In classical mechanics, forces are the fundamental objects that govern motion through Newton's second law F = ma. The electromagnetic force on a point charge is the Lorentz force: F⃗ = q(E⃗ + v⃗ × B⃗). The electric part qE⃗ acts along the field direction regardless of the particle's velocity — a familiar force from the Coulomb picture. The magnetic part q(v⃗ × B⃗) is newer and more subtle: it depends on the particle's velocity and points perpendicular to both the velocity and the field. The cross product from multivariable calculus you've studied is exactly the right language here — v⃗ × B⃗ gives a vector perpendicular to both inputs, with magnitude |v||B|sinθ where θ is the angle between them.
The single most important consequence of the cross product geometry is that the magnetic force does no work. Work is F⃗ · ds⃗, and since the magnetic force is always perpendicular to v⃗ = ds⃗/dt, the dot product is always zero. A magnetic field can never speed up or slow down a charged particle — it can only steer it. This is why charged particles in a uniform magnetic field travel in circles (or helices if they have a velocity component along B⃗): the field continuously redirects the velocity without changing its magnitude. The radius of the resulting cyclotron orbit r = mv/(qB) is a direct consequence of setting the magnetic force equal to the centripetal acceleration from Newton's second law.

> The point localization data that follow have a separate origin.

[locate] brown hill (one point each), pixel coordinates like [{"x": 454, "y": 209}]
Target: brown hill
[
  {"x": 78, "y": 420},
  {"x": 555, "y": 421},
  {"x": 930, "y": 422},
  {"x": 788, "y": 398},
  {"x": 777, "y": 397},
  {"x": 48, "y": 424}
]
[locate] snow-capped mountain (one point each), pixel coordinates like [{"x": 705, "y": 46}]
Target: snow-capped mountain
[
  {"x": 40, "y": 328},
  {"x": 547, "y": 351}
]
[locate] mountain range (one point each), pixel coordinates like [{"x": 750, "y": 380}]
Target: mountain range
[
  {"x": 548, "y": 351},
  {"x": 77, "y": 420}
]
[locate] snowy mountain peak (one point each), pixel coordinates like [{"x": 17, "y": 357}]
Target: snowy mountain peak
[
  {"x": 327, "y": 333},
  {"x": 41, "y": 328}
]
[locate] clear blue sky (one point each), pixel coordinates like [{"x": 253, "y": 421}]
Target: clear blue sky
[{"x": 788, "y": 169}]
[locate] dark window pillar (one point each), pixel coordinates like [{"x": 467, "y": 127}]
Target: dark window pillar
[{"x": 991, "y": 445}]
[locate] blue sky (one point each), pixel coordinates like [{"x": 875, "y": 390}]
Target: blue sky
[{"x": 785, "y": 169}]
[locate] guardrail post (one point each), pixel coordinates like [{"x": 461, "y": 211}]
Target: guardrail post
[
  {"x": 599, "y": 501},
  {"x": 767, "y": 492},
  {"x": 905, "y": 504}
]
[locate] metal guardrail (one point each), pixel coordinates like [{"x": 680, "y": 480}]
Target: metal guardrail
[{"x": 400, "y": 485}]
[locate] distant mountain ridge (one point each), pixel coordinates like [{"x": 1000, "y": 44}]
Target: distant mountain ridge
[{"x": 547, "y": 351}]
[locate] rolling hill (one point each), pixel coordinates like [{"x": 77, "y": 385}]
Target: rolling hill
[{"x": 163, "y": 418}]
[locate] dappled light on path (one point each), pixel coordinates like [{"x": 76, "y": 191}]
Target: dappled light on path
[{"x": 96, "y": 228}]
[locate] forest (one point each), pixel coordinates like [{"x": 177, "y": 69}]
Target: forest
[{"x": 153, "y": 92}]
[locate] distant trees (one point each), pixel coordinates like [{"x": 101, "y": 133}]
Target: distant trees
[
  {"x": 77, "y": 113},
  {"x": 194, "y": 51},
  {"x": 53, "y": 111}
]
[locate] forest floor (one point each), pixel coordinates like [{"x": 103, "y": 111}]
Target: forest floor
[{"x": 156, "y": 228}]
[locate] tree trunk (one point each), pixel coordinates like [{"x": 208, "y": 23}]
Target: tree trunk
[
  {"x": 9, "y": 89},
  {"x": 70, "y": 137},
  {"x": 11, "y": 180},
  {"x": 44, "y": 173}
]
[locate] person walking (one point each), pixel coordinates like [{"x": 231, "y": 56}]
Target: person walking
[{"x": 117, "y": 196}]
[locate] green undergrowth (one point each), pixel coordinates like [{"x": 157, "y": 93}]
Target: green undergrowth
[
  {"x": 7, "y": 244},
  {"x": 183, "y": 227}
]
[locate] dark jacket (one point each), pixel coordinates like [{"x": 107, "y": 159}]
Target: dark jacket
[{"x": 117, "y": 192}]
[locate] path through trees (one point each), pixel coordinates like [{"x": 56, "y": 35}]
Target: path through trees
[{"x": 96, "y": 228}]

The Lorentz force law is the operational definition of the magnetic field B⃗. Rather than defining B⃗ through its sources (currents, magnets), you define it as the field that, when present, exerts a force q(v⃗ × B⃗) on a charge moving with velocity v⃗. This operational definition ties together field and force, and it is the starting point for deriving all of magnetostatics: Biot-Savart and Ampere's law follow by asking what field configuration, combined with the Lorentz force law, produces the observed forces between current-carrying wires.
Understanding the Lorentz force deeply also connects to your future study of the vector potential and Faraday's law. When you allow B⃗ to vary in time, the force on a moving charge includes an additional contribution from the induced electric field — and the full Lorentz force is needed to correctly account for both. In the relativistic formulation, qF^μν u_ν (where F^μν is the field tensor and u_ν the four-velocity) reproduces the Lorentz force law automatically in any inertial frame, revealing that the electric and magnetic forces are truly two aspects of one relativistic force.